Protest signs in support of Ali Al Sadoon sit outside the Theodore Levin Courthouse before his bond hearing on Monday.

Some Iraqi nationals, including Al-Sadoon, were released in December after years in detention based on the ruling by U.S. District Court Judge Mark Goldsmith, who said ICE could not indefinitely detain foreign nationals while seeking to deport them.

The civil liberties organization argued that if the detainees were repatriated to Iraq, they would face torture or death for their Christian faith, having served in the U.S. military or seeking U.S. asylum.

Federal immigration agents resumed deporting Iraqi detainees in April after the full U.S. Sixth Circuit Court of Appeals upheld an earlier ruling by a three-judge panel. The three-judge Sixth Circuit panel in December ruled that Goldsmith lacked the authority to stop the deportations and grant bond hearings.

Al Sadoon was placed on a GPS tether, and in March, Iraq issued travel documents for his return on June 24, according to an affidavit by Shadi G. Elreda, a special agent for Homeland Security Investigations.

According to the complaint, Al-Sadoon appeared as instructed at ICE offices on June 21 where he was given instructions regarding his removal.

His immigration attorney filed an emergency stay with the immigration court on Al-Sadoon’s behalf. On June 21, court officials told the immigration attorney that according to ICE, the deportation was not scheduled until June 25, and the court had not yet made a decision. The deportation was scheduled for June 23.

Aukerman said on Monday that the State Department has evacuated all non-essential American personnel from Iraq because it is so dangerous.

"Yet the administration is simultaneously trying to deport longstanding members of our community to Iraq, even though they face persecution, torture and death," Aukerman said. "Basic fairness means that no one should be deported to such a fate without having their case individually heard. "

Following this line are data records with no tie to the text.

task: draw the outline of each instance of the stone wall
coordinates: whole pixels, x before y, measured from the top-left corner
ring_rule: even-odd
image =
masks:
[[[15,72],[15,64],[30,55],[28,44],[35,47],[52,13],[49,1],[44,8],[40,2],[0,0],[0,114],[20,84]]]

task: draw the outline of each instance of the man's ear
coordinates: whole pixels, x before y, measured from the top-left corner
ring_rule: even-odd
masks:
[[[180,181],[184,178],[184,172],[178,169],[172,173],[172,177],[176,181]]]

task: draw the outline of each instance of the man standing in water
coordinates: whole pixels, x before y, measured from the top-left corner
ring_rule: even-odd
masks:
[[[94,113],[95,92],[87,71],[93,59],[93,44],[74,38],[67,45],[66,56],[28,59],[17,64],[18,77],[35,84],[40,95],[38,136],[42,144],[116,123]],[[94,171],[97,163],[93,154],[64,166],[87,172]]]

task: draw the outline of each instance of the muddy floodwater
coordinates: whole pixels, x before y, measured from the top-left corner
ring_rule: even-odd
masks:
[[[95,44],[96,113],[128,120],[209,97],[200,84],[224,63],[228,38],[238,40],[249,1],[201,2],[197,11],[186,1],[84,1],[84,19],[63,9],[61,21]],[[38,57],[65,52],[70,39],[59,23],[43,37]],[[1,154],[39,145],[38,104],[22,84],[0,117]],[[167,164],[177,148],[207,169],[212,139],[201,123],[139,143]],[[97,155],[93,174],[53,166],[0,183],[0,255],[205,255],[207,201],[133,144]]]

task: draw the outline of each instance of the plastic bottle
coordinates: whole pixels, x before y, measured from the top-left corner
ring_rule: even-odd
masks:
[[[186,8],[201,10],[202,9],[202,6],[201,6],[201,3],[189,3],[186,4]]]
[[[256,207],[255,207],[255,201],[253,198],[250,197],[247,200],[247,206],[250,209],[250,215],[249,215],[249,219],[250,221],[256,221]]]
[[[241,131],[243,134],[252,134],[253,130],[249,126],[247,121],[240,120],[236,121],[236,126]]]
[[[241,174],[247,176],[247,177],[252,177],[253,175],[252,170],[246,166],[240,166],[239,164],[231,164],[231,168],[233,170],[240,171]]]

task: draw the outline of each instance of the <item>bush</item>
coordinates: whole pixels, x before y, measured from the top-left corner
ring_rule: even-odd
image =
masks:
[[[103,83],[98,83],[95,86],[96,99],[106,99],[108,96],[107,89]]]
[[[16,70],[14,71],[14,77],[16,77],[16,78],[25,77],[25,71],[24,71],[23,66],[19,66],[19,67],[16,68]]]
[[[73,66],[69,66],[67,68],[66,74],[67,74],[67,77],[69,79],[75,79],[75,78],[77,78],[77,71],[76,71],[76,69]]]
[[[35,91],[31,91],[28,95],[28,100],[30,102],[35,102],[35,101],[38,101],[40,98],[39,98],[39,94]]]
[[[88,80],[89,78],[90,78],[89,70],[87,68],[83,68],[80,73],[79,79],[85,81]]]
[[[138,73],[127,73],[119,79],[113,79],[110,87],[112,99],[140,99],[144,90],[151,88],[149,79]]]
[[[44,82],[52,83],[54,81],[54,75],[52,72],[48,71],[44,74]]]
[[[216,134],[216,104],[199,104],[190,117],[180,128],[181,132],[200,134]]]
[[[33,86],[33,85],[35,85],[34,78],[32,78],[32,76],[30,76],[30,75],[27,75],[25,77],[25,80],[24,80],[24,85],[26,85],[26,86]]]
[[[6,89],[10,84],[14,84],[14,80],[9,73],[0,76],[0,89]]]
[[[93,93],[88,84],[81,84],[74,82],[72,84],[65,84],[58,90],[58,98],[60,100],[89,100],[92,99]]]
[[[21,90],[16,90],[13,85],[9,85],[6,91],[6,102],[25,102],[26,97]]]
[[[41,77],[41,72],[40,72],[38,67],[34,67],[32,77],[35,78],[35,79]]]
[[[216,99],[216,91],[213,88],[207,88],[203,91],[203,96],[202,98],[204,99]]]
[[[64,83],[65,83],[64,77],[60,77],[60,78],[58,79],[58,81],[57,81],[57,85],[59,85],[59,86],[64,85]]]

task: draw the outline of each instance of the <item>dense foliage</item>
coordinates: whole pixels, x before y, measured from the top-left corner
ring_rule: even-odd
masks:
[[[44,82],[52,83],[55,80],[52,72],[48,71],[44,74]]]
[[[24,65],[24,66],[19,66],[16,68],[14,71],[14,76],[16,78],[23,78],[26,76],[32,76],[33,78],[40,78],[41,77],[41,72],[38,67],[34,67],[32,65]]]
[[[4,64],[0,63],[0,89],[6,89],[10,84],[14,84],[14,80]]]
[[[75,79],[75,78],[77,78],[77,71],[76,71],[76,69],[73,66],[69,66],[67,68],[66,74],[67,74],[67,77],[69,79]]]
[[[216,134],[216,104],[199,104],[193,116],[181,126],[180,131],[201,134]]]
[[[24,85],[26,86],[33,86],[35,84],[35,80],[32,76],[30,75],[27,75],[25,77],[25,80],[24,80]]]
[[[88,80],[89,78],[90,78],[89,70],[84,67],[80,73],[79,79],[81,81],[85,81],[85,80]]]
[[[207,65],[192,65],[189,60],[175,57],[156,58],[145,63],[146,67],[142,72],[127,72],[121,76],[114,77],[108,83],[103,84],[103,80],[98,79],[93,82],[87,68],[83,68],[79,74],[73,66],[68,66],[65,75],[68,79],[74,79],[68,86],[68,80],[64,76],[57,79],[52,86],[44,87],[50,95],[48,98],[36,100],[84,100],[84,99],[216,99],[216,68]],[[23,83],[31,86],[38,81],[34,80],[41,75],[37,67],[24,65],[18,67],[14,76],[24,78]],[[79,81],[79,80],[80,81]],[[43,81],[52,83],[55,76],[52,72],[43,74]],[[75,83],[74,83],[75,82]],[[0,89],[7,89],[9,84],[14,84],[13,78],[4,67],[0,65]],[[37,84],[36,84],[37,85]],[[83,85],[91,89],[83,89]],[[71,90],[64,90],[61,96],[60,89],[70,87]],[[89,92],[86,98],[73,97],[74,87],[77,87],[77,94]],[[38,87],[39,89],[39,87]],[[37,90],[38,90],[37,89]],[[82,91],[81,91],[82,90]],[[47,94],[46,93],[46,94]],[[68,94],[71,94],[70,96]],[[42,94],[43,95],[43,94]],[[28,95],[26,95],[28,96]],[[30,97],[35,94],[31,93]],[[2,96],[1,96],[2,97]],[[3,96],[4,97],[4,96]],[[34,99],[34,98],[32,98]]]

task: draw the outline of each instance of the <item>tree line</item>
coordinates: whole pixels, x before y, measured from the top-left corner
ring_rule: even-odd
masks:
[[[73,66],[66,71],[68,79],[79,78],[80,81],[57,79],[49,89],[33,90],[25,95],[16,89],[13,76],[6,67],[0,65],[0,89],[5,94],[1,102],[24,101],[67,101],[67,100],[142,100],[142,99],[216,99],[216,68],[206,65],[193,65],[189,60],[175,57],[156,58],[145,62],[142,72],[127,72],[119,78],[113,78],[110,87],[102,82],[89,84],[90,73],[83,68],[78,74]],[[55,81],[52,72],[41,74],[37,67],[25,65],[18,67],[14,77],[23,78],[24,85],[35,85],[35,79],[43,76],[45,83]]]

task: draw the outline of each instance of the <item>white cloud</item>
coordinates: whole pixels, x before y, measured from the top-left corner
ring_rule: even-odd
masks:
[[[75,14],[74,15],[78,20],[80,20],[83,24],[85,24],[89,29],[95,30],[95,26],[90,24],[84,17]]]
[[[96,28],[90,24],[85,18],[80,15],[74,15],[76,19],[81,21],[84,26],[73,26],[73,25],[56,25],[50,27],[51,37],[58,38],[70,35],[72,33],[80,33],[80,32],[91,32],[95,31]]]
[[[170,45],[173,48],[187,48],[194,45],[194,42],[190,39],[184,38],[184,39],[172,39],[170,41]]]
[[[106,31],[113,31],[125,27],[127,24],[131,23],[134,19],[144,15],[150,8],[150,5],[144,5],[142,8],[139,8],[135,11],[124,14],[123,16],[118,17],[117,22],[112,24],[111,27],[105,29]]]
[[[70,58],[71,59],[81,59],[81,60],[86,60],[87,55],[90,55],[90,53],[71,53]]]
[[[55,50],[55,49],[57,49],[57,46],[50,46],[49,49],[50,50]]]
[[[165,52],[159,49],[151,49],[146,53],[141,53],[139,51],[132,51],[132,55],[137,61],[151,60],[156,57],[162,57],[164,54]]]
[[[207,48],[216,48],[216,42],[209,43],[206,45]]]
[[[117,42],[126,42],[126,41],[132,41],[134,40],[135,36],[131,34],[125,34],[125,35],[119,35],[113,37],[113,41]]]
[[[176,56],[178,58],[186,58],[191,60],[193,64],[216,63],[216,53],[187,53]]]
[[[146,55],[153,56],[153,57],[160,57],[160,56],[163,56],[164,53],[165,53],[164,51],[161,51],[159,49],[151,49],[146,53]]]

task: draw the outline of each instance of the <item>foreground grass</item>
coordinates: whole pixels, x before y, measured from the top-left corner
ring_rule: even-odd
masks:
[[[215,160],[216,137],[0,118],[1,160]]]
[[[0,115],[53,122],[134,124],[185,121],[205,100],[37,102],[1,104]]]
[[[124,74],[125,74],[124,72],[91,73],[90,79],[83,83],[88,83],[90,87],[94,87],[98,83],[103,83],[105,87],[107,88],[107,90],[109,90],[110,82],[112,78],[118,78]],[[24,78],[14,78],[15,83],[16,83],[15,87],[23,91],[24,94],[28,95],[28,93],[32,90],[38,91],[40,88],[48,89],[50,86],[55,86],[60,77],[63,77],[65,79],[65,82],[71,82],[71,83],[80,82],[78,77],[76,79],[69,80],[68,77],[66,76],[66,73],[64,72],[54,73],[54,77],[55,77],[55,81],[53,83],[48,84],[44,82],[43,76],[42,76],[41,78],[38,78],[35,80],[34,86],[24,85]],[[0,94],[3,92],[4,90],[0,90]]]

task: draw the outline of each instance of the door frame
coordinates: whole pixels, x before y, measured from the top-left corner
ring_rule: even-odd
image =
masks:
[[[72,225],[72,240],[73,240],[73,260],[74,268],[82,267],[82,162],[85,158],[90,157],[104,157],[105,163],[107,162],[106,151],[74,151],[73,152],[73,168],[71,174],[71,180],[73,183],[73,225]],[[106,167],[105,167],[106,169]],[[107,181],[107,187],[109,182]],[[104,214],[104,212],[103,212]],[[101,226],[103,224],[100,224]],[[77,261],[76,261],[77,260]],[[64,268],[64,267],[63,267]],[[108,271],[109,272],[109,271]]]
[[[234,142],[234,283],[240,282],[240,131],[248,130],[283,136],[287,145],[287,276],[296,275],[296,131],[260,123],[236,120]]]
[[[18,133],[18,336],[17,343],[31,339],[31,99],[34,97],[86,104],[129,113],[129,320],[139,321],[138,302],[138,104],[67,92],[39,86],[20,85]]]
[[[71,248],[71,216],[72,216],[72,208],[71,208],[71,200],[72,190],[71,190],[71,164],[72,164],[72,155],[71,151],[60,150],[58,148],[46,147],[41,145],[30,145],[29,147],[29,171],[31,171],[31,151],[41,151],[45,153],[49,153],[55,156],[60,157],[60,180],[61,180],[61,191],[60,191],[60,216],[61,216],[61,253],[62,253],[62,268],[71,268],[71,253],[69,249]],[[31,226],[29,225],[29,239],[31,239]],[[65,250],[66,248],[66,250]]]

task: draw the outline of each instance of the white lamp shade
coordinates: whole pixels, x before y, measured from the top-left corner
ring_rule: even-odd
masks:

Aukerman said her office is seeing deportations happening even where immigration courts have not been able to decide emergency motions.

"A fair process takes time, which is why it is so critical that Congress pass the bipartisan bill to pause Iraqi deportations. Many Iraqis have won their immigration cases, but they need time to do so,” Aukerman said.

Al-Sadoon has a lengthy criminal record, among the felony cases he's faced:

Wayne County Circuit Court records show that Al-Sadoon was sentenced to 3½ to 15 years in February 2012 after taking a plea deal for safe-breaking. Al-Sadoon served another sentence, of the exact same length, owing to a May 2012 plea deal for breaking-and-entering. 

In 2004, he was sentenced to probation for unlawful use of a motor vehicle. In 2007, he was given probation again in two cases, one for larceny, the other for breaking-and-entering with intent.

In 2008, he received probation for entering without permission, and in 2009, probation for two counts of third-degree fleeing and eluding.

On Monday, outside of the federal courthouse, Florido said her husband regretted his criminal past.

"I'm pretty sure if he knew this was the outcome, he never would've done it," Florido said. "He knows he messed up."

Florido, and twins, Ayana and Muhammed, spoke on his case.

The twins haven't seen much of Al-Sadoon, who went to prison when they were 5, and he only returned about seven months ago. 

"Their bond is unbreakable; they've grown attached," Florido said.